The Blue Pullman wasn’t fast enough – slower than steam expresses to Birmingham and Bristol. It wasn’t reliable enough, and with only 3 sets on the Western for two services, and two on the Midland for one, unreliability (even with a technician travelling alongside the driving crew on every train) often meant cancellation or replacement by the old tech steam. Maintenance in depots shared with steam engines probably didn’t help, and the fleet was too small  for anyone to really dedicate themselves to understanding them, making a recipe for underperformance.

And the ride. Not good enough. In fact, not good at all. Right from the start, and probably contributing to the delayed introduction, Metro-Cammell and BR knew the ride was poor, and they never managed to fix it. So while the food and drink was good, there was too high a chance of soup or gin splashing your best suit. The fault was the Swiss built bogies, which were frictionless and hydraulically damped helical springs; they worked beautifully in Switzerland but reasons that were never fully determined or perfected, didn’t like British track.

From this to this

Neither service was a commercial success, but there was a logic to their routing. In the early 1960s, the main route from London to Birmingham and Manchester, the West Coast Main Line from London Euston, was going through a very disruptive but ultimately greatly beneficial process of electrification, with stations including Euston itself, Birmingham New St and Manchester Piccadilly all being extensively rebuilt. The Western Region Pullmans from Paddington to Birmingham Snow Hill and the Midland Pullman from St Pancras to Manchester Central offered, in theory, a disruption free alternative for those prepared to pay for it.
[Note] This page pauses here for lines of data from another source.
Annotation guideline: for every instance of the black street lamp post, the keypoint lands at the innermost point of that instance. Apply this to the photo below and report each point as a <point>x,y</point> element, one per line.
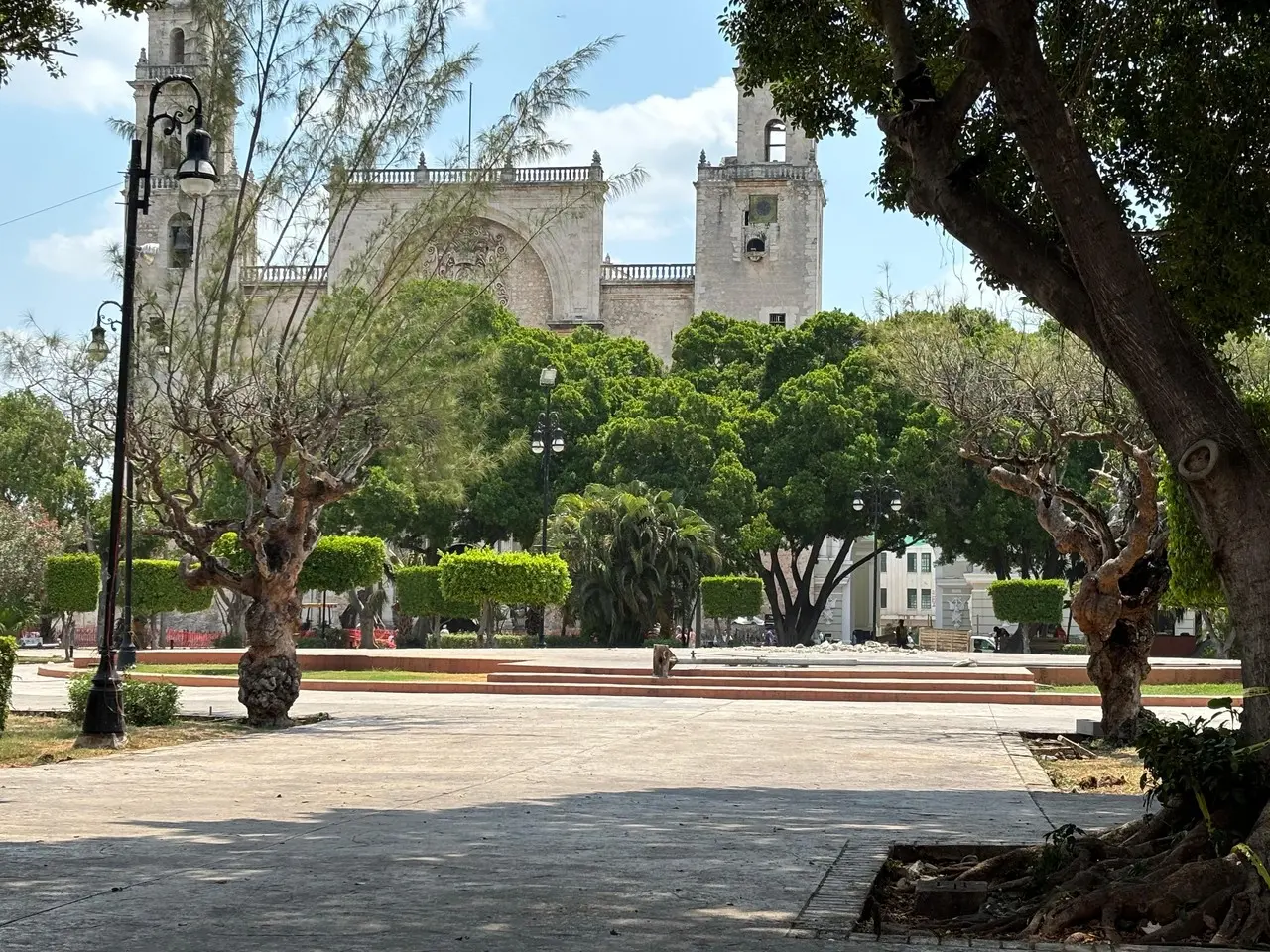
<point>547,440</point>
<point>875,497</point>
<point>195,177</point>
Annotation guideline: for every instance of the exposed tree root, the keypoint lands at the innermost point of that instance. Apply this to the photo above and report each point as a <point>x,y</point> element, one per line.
<point>1159,880</point>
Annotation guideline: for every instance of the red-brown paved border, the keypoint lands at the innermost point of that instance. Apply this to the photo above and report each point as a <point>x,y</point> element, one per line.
<point>671,689</point>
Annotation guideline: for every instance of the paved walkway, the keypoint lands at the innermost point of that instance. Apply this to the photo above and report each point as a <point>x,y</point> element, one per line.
<point>507,823</point>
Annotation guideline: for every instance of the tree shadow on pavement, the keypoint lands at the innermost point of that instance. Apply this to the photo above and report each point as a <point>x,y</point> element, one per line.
<point>667,869</point>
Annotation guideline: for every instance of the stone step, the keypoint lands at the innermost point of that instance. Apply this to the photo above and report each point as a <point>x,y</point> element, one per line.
<point>812,682</point>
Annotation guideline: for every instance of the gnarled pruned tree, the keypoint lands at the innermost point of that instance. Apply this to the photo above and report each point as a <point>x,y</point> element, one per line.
<point>294,386</point>
<point>1028,408</point>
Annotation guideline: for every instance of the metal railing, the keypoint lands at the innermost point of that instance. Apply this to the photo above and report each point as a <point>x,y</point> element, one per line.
<point>284,275</point>
<point>524,176</point>
<point>659,273</point>
<point>162,70</point>
<point>758,171</point>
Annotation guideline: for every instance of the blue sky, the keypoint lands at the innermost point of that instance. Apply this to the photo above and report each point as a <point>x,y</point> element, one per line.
<point>659,96</point>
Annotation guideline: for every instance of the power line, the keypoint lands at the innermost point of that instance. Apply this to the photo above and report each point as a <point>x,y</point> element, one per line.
<point>32,214</point>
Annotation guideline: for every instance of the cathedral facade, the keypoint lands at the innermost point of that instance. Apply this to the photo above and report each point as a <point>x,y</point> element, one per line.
<point>757,245</point>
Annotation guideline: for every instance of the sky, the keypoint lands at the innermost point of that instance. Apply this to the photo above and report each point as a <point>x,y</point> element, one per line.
<point>657,98</point>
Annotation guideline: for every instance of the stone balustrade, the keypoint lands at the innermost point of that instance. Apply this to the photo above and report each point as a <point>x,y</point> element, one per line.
<point>647,273</point>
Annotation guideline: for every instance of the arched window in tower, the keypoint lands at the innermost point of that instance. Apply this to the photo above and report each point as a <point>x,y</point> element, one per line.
<point>775,141</point>
<point>181,240</point>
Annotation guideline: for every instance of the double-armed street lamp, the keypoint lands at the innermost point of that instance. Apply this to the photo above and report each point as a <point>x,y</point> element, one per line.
<point>880,499</point>
<point>547,440</point>
<point>195,177</point>
<point>96,352</point>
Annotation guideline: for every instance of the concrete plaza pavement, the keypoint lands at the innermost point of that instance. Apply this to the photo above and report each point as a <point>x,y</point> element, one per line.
<point>509,823</point>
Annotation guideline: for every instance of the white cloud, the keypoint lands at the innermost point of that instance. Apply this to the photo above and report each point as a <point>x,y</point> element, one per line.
<point>82,254</point>
<point>475,13</point>
<point>96,76</point>
<point>663,136</point>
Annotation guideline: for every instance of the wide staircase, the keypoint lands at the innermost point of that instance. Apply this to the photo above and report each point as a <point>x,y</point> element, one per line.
<point>853,684</point>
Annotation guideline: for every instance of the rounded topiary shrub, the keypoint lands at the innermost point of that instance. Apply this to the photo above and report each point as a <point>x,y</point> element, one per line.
<point>72,583</point>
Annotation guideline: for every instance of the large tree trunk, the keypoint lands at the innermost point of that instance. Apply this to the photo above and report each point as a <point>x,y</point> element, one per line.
<point>1120,630</point>
<point>268,673</point>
Pretty quickly, it was obvious the Blue Pullman was an orphan. And from 1967, the Midland and Birmingham trains were withdrawn, and service concentrated on Bristol and South Wales; once the West Coast to Manchester was fully electrified, the Midland route through the Peak District was allowed to wither and die. The wonderful bright blue was gone, replaced by the new InterCity blue and grey but reversed, with blue along the windows over a predominantly pale grey train with bright yellow ends – the sense of drama was gone.

The final end came in 1973, when the Western Pullmans were discontinued; few people noticed, and none of these interesting and potentially wonderful trains survived.

So, was the Blue Pullman a failure? Underpowered, too slow, underachieving on the luxury ambition, and a mainline life of barely a decade suggests it was. But BR was not deterred. The lessons of performance and comfort were learned, and the next diesel powered express train with power cars with an aerodynamic nosecone at each end, spacious air conditioned coaches, was a world beater, with a superb  ride and stunning speed – the classic and still unmatched InterCity 125.

Incidentally, Manchester Central, northern terminus of the ‘Midland Pullman’, is now a cracking convention centre, and in April was converted in just 10 days into north west England’s NHS Nightingale hospital, with 750 beds for coronavirus patients. Just one reason why everybody in Britain treasures the NHS.